Something in his tone was strained, and she turned back. She didn’t recognize what had changed his voice until she saw it in his face. It was fear.
“Thomil?”
“I…” The words seemed to take a moment to push past Thomil’s pride. “I don’t want you to do this.”
“What do you mean? People in the Kwen are dying every moment this goes unaddressed. If there’s a way to save what remains of your home, this is how it starts.”
“I know!” Thomil growled, then shoved a hand back through his hair to clutch there in uncharacteristic distress. “I just…”
“Just what?”
He shook his head, eyes cast down.
“Honesty, Thomil,” she prompted. “After everything, I don’t think we need to keep secrets or mince words with each other. Out with it.”

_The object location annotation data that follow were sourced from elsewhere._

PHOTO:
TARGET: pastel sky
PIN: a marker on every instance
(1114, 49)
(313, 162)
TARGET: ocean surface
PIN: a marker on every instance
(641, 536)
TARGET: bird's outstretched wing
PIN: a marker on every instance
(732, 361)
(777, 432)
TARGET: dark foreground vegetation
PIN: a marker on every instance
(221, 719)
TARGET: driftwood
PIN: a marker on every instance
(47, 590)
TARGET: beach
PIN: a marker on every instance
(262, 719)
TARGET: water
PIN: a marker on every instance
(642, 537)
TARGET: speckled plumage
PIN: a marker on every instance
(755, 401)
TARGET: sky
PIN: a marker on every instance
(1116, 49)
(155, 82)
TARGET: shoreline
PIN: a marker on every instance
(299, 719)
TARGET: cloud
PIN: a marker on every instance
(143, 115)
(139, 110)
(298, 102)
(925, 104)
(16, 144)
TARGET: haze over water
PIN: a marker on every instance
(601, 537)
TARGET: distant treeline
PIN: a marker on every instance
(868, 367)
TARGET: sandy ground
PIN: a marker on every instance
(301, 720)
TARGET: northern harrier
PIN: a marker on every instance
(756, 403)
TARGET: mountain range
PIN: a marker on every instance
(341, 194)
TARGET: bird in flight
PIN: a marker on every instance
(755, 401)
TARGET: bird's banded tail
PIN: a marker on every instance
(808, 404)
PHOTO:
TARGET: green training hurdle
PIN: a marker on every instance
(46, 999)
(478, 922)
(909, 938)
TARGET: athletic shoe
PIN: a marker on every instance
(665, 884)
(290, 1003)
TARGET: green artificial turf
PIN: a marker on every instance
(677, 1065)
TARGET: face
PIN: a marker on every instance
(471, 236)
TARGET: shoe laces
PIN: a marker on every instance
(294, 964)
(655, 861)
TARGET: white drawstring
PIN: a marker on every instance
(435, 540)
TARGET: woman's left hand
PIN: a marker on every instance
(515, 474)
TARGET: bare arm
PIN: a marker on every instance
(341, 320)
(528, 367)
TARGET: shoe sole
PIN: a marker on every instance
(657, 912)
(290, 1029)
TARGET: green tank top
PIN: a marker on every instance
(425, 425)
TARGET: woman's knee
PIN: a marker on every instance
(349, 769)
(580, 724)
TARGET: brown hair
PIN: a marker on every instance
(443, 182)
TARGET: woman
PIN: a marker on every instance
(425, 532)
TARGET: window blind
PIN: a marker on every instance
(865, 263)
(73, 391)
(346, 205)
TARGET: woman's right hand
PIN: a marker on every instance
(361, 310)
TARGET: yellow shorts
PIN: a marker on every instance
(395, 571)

“I’m afraid they already know.” When he looked back at her, his winter eyes were cold with dread. “I’m afraid of what that will mean for you.”
“For me?” she said in surprise. “Thomil, the other mages wouldn’t—well, sure, some of them would hurt me”—Renthorn would almost certainly bludgeon her to death with the Stravos Collection if he thought he could get away with it—“but I’m not going to the ones who hate me.
I’m going to Archmage Bringham. He’s put his hard-won career on the line for me more than once.
I can guarantee you, I’m not in any danger from him. ”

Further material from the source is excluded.